La vie de la Commission Santer n'a pas été des plus faciles. Le Parlement européen, récemment élu, souhaitait faire valoir la nature politique de l'institution, ce qui n'avait pas été le cas pour la nomination du président Santer. Ce n'est que le 18 janvier 1995 qu'il donna sa confiance à la Commission qui était appelée à opérer dans une Union élargie à l'Autriche, la Finlande et la Suède. Pour ma part, j'aurais souhaité être en charge du portefeuille des Affaires économiques et financières (qui sera attribué à Yves-Thibault de Silguy), mais, finalement, le perfectionnement du marché intérieur (très nécessaire à cette époque) et le développement de la coopération en matière fiscale (encore très limitée) se sont révélés des dossiers présentant d'énormes potentialités.
Quels étaient vos espoirs ?
La création d'un « gouvernement » économique au niveau de l'Union européenne (UE), à savoir la base réelle de l'Union économique et monétaire (UEM), qui se fonde sur l'intégration des marchés. Je voulais aussi influencer la construction de la troisième phase de l'union monétaire. Je me souviens m'être engagé tout particulièrement lors de l'adoption de la proposition sur le Pacte de stabilité, le 18 octobre 1996, où on aurait pu préciser que des politiques budgétaires saines et stables, pour stimuler la croissance et favoriser la création d'emplois, doivent pouvoir considérer l'investissement public de manière différente par rapport aux dépenses courantes.
Quel bilan tirer de cette Commission, notamment pour le Marché unique et pour le lancement de l'UEM ? Quelles déceptions ?
Je pense que le Marché unique, qui était alors considéré seulement comme une création britannique et libre-échangiste, a réussi à démontrer son impact positif sur la vie quotidienne du citoyen européen. La coordination fiscale s'est révélée être un outil pour maîtriser les tentations des États membres d'attirer les activités par des réductions fiscales au détriment de la croissance globale de l'UE, mais aussi des ressources nationales publiques nécessaires pour rééquilibrer les disparités sociales engendrées par la globalisation. Le bilan sur ce dernier point est mitigé, mais ce n'était qu'un début.

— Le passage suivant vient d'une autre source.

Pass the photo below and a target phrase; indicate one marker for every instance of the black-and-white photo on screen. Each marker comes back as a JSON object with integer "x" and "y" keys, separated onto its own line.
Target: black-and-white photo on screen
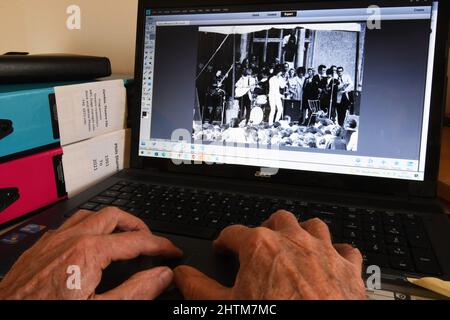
{"x": 293, "y": 85}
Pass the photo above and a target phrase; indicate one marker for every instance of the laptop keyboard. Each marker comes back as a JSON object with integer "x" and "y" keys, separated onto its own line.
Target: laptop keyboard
{"x": 386, "y": 239}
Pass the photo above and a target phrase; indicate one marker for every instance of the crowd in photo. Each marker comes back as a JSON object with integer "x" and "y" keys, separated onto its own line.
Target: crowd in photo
{"x": 322, "y": 134}
{"x": 279, "y": 105}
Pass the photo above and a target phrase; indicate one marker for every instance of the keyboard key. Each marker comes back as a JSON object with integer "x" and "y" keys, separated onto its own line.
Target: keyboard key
{"x": 103, "y": 200}
{"x": 109, "y": 193}
{"x": 373, "y": 228}
{"x": 373, "y": 259}
{"x": 426, "y": 262}
{"x": 351, "y": 234}
{"x": 126, "y": 196}
{"x": 120, "y": 202}
{"x": 117, "y": 187}
{"x": 396, "y": 240}
{"x": 134, "y": 204}
{"x": 354, "y": 225}
{"x": 90, "y": 206}
{"x": 418, "y": 239}
{"x": 374, "y": 247}
{"x": 128, "y": 189}
{"x": 393, "y": 230}
{"x": 397, "y": 251}
{"x": 401, "y": 263}
{"x": 181, "y": 229}
{"x": 134, "y": 211}
{"x": 373, "y": 236}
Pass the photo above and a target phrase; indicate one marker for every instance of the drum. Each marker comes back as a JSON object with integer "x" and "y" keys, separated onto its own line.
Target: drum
{"x": 261, "y": 100}
{"x": 257, "y": 116}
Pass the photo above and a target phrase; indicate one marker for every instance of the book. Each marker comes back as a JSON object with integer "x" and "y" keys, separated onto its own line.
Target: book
{"x": 31, "y": 183}
{"x": 88, "y": 162}
{"x": 37, "y": 117}
{"x": 24, "y": 68}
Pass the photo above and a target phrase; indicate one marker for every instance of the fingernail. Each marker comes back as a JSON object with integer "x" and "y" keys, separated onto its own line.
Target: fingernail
{"x": 166, "y": 275}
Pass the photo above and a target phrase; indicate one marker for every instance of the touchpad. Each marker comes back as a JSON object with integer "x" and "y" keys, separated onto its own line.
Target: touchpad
{"x": 118, "y": 272}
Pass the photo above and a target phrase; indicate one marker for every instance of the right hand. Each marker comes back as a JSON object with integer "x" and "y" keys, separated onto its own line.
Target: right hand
{"x": 281, "y": 260}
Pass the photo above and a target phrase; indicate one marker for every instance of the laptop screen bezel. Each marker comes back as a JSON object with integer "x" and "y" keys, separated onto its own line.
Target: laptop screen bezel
{"x": 426, "y": 188}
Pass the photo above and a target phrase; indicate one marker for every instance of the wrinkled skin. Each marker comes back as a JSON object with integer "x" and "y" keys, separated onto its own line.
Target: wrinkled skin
{"x": 90, "y": 241}
{"x": 281, "y": 260}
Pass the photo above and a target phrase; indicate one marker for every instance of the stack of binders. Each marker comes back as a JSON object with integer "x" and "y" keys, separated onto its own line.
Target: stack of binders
{"x": 56, "y": 140}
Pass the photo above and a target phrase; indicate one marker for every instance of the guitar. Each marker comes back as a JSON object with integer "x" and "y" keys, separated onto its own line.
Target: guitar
{"x": 242, "y": 91}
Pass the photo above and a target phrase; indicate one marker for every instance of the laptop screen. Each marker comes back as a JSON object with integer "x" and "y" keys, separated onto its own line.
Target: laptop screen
{"x": 343, "y": 91}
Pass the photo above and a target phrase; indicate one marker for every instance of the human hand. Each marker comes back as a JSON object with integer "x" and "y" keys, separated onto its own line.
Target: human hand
{"x": 281, "y": 260}
{"x": 90, "y": 241}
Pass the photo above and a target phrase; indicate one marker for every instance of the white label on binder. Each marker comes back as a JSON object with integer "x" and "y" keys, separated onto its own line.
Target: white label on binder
{"x": 89, "y": 162}
{"x": 90, "y": 110}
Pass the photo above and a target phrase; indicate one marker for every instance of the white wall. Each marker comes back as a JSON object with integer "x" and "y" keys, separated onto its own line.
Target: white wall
{"x": 108, "y": 28}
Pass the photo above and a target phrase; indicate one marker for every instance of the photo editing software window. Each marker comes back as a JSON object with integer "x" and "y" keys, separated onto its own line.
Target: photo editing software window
{"x": 344, "y": 91}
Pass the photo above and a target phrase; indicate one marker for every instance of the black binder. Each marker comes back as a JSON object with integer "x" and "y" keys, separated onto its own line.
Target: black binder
{"x": 6, "y": 128}
{"x": 23, "y": 68}
{"x": 8, "y": 197}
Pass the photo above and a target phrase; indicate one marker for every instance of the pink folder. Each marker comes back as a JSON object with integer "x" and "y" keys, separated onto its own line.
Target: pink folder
{"x": 31, "y": 183}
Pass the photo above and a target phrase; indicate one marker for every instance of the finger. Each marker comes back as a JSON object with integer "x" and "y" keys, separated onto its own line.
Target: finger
{"x": 194, "y": 285}
{"x": 231, "y": 239}
{"x": 317, "y": 228}
{"x": 130, "y": 245}
{"x": 75, "y": 219}
{"x": 349, "y": 253}
{"x": 110, "y": 219}
{"x": 282, "y": 220}
{"x": 146, "y": 285}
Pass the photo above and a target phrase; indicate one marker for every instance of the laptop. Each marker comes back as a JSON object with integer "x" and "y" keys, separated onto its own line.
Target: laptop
{"x": 328, "y": 109}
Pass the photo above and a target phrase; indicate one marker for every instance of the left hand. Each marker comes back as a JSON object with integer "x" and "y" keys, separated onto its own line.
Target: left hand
{"x": 90, "y": 241}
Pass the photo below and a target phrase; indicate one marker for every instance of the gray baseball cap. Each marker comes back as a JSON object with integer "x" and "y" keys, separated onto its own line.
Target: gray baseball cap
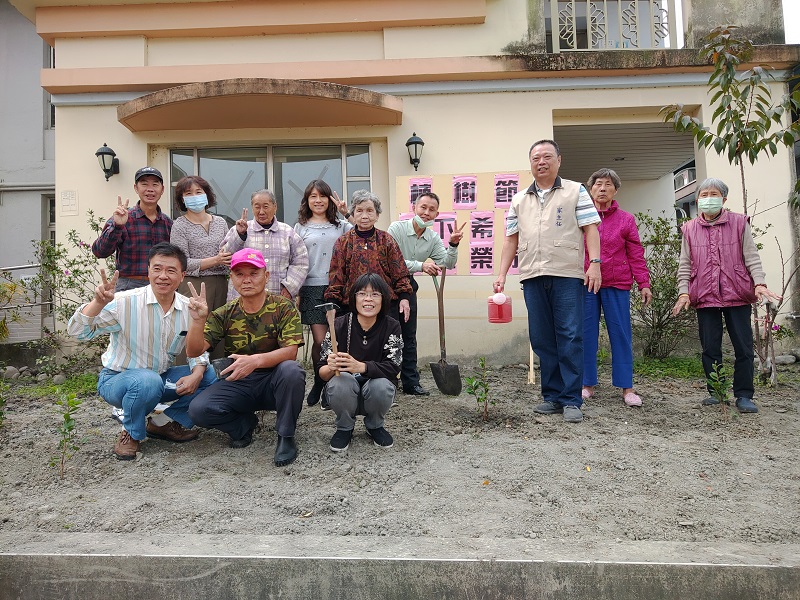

Quel était votre état d'esprit au début de votre second mandat de commissaire, en charge de la Concurrence, au sein de la Commission Prodi ? Quels étaient vos espoirs ?
J'étais très heureux de recevoir ce mandat, car les règles de concurrence ont été dès le début une pierre angulaire de l'intégration européenne et du traité de Rome. Il aurait été inutile d'établir ce que l'on appelait à l'époque le marché commun européen, si la concurrence devait être limitée par des cartels ou des accords restrictifs. Il en est de même pour les aides d'État qui créent des distorsions inacceptables dans l'allocation des ressources. La politique de concurrence de l'UE a assuré avec succès, au fil des ans, une solide approche commune au niveau européen et la stricte application des règles. Lorsque le Marché unique a été mis en place, son rôle crucial est apparu encore plus clairement au point qu'il peut désormais être considéré comme un pilier de la soi-disant « Constitution économique » de l'UE basée sur la liberté économique et la stabilité économique. Mon objectif était d'intégrer la politique de concurrence dans toutes les politiques de l'UE et d'« exporter » la politique de concurrence au niveau international, car face à la globalisation, il est primordial d'assurer le respect de principes communs pour l'activité des entreprises.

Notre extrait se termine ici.